Ohhhhhhhhh I began to wail like an over-tired Patty when I read this.

I am linking to it, even though I don’t really want to give this article hits, because…..yeah.

Now, in fairness, I will note that the author says “possible reasons” at the beginning of his piece.

However it doesn’t cover the amount of sheer insanity that is spouted.

Here’s why you aren’t getting cured:

*You lack consistent prayer

*You lack faithful discipleship

*You lack complete trust

*You lack readiness to give total praise to God

*You lack the willingness to bring healing to all persons.

Do you notice a thread here? It’s all, you are not doing your part so you need to do more and then God, like. vending machine, will give you what you want. You need to do better.

At the end of the article the author says that well, God has his own reasons for doing or not doing things.

But look: This is dangerous garbage. To tell someone who is desperate for healing that they aren’t praying enough, aren’t trusting enough, aren’t doing enough—that’s crap! It’s like the people who have told me that the reason I have CF is because I haven’t prayed enough. It smacks of the attitude of “Oh, there, there, just do X and all will be FINE!”

What? No.

What, precisely, did Jesus “do” to “earn” his death? Did he not have total trust in God? Did Mary lack faith and prayer, or the willingness to give total praise to God, as she watched her son die?

Jesus says in the Gospel of John that the blind man is blind because that’s how he’ll glorify God.

In my book I write about this dangerous attitude. And I also write about how God uses suffering to draw us closer to him, deeper into prayer, and further into a relationship of trust.

Prayer is not magic. God isn’t a vending machine.

If you are suffering, do not believe that somehow, you are failing. Yes, through your suffering, God might be asking you to do more—to trust him, to enter into deeper prayer. But to enter into that with the goal of only gaining is not the right way to enter into deeper prayer.
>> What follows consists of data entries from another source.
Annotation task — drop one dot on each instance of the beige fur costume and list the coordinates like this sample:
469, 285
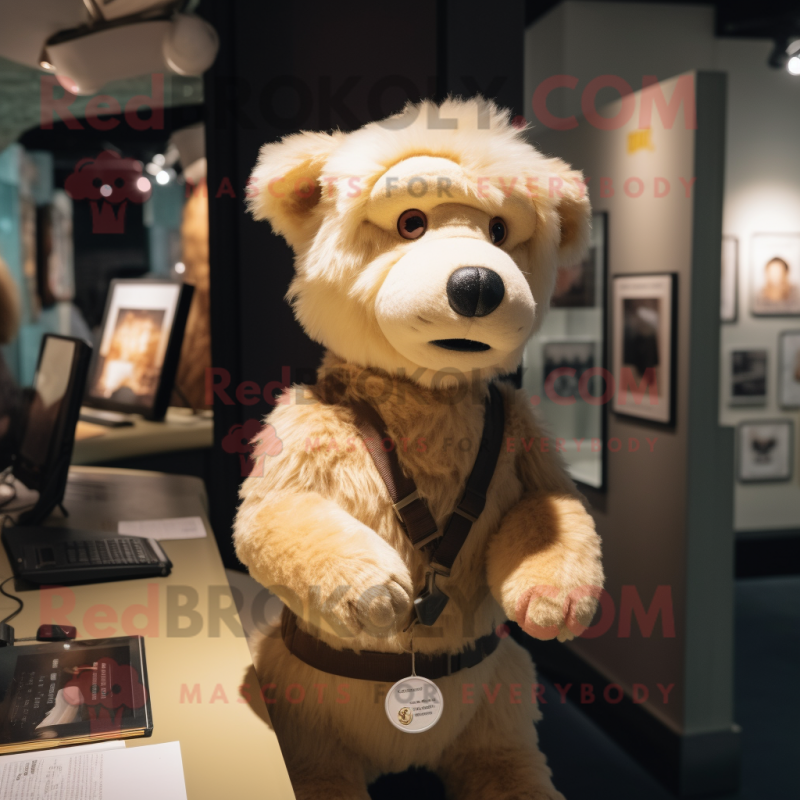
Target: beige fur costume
316, 522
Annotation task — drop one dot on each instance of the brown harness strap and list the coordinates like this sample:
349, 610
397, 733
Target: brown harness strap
412, 509
383, 667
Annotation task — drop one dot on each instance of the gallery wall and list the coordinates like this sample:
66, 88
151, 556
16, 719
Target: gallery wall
666, 514
762, 181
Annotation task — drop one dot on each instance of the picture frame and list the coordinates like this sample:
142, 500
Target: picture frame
643, 341
765, 451
775, 275
581, 285
748, 376
789, 369
729, 280
134, 365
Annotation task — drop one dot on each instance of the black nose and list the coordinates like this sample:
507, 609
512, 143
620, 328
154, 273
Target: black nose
475, 291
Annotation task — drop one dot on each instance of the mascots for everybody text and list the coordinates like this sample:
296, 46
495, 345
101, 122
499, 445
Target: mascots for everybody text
407, 504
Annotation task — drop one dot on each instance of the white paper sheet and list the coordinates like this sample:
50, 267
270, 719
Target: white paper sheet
154, 772
161, 529
111, 744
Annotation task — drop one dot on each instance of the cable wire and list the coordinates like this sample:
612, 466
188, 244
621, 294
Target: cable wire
16, 599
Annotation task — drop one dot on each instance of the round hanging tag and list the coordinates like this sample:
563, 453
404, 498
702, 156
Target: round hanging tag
414, 704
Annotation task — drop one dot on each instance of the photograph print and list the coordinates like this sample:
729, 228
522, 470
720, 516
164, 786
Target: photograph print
560, 358
748, 380
643, 346
775, 274
133, 344
765, 450
789, 366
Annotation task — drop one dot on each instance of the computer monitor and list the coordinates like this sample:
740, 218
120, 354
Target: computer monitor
133, 369
42, 462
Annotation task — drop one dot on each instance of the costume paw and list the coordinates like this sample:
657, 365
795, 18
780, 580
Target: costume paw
370, 592
560, 600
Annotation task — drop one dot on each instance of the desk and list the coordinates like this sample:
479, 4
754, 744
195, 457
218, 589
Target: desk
180, 430
196, 663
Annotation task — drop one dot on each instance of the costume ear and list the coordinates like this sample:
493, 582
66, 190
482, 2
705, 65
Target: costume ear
574, 211
284, 187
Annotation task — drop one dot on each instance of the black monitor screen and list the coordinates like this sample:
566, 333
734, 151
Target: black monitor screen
50, 387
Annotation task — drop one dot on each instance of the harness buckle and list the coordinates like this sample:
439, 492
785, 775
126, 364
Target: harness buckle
431, 602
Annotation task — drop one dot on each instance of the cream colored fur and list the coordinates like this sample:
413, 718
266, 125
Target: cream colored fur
316, 523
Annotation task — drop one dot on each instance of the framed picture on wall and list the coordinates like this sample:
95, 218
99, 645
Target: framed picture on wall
580, 285
748, 377
775, 274
765, 450
643, 346
729, 287
789, 369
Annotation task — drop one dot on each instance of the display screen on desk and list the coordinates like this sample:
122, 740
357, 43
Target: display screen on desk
45, 415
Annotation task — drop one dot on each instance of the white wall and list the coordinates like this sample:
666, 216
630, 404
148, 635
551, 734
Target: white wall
762, 175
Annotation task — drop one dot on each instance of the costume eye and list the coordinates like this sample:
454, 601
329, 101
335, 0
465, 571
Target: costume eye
412, 224
498, 231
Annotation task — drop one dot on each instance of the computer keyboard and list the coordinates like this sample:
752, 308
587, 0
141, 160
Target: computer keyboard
117, 551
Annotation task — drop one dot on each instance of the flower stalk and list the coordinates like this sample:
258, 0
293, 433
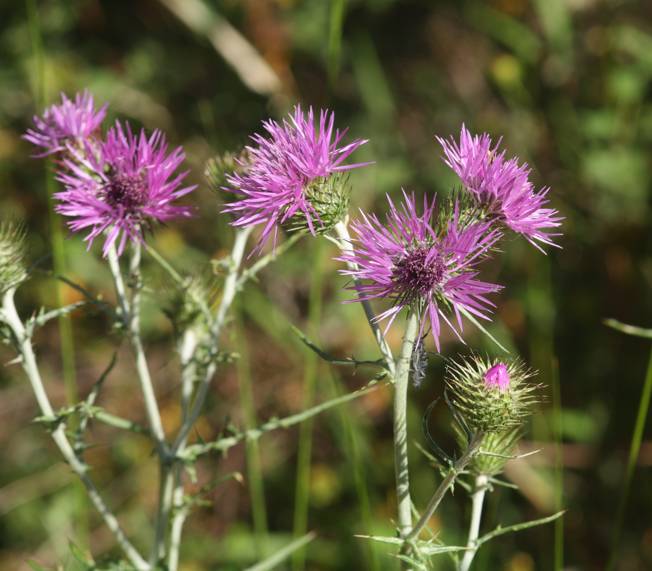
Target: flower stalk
470, 452
28, 361
401, 385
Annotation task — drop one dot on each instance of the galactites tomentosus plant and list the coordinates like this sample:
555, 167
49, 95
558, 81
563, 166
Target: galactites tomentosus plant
12, 255
291, 176
425, 260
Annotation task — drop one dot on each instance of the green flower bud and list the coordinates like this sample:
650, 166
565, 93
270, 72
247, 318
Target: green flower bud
330, 197
492, 396
187, 307
12, 254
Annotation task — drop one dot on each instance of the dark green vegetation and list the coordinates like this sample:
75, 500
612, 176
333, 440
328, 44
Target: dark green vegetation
567, 83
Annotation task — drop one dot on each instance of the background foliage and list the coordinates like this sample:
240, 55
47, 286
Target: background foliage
565, 82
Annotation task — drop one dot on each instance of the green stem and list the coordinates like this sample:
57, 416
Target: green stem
29, 364
634, 449
130, 312
66, 339
447, 482
357, 460
559, 465
477, 502
346, 246
252, 449
304, 453
401, 385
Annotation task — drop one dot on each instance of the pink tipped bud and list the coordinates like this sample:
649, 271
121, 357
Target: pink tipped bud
497, 377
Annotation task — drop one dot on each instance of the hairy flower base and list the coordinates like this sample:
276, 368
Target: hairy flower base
497, 448
487, 407
328, 199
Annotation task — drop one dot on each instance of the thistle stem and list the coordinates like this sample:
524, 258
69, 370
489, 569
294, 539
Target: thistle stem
187, 348
438, 496
191, 409
346, 245
28, 362
228, 294
401, 385
131, 318
477, 503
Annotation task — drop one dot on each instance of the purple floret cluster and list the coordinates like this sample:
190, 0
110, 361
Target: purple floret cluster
116, 186
416, 264
281, 165
423, 259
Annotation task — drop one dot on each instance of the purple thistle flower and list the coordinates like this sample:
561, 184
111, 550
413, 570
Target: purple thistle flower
497, 377
121, 185
502, 186
416, 265
281, 166
70, 121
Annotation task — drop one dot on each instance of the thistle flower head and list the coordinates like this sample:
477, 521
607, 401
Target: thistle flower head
122, 186
12, 256
428, 267
487, 399
289, 175
502, 186
72, 120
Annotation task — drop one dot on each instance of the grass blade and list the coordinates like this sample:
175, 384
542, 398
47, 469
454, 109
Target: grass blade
283, 554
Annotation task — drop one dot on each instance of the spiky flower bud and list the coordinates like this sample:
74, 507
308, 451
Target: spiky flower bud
329, 198
12, 254
188, 307
492, 396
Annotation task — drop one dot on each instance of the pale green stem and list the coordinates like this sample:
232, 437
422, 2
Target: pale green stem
477, 502
252, 450
173, 486
187, 348
346, 245
304, 452
447, 482
28, 362
401, 385
66, 337
131, 317
228, 294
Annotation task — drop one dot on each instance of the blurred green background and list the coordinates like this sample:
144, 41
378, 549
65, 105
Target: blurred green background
566, 83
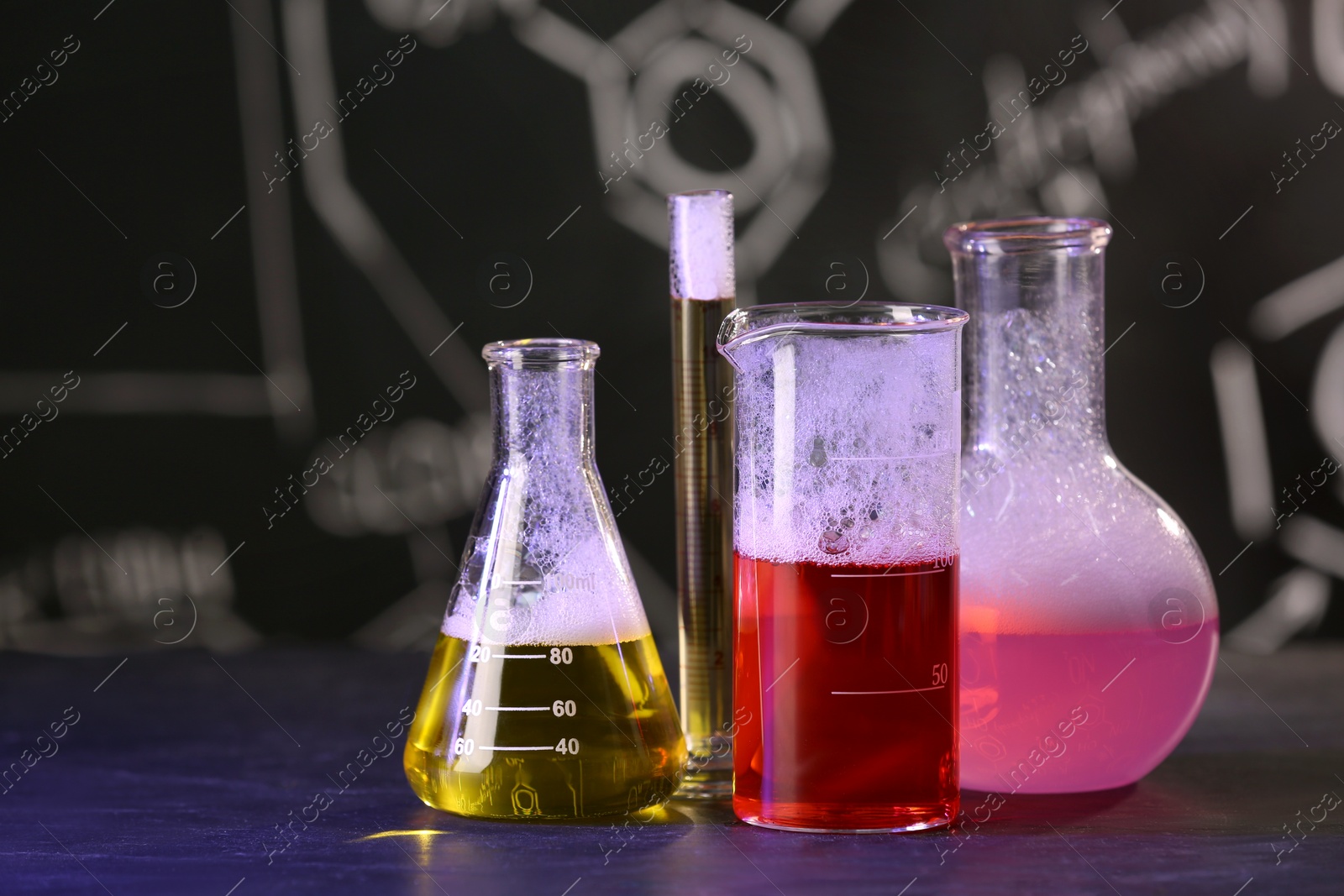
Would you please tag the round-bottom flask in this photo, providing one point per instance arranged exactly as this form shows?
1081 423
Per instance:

A real relationship with anyone isn’t about what the other person can give you or what you get.

Suffering can, certainly, be, as C.S. Lewis said, “God’s megaphone to rouse a deaf world.” It can spark conversion, definitely.

But we need to be very careful when we talk about why God is permitting suffering. We need to step away from thinking that if we’d only do X Y Z that we’d be cured.

God’s ways are not our ways, and suffering is a deep mystery that we will never totally understand. Don’t try to provide facile answers.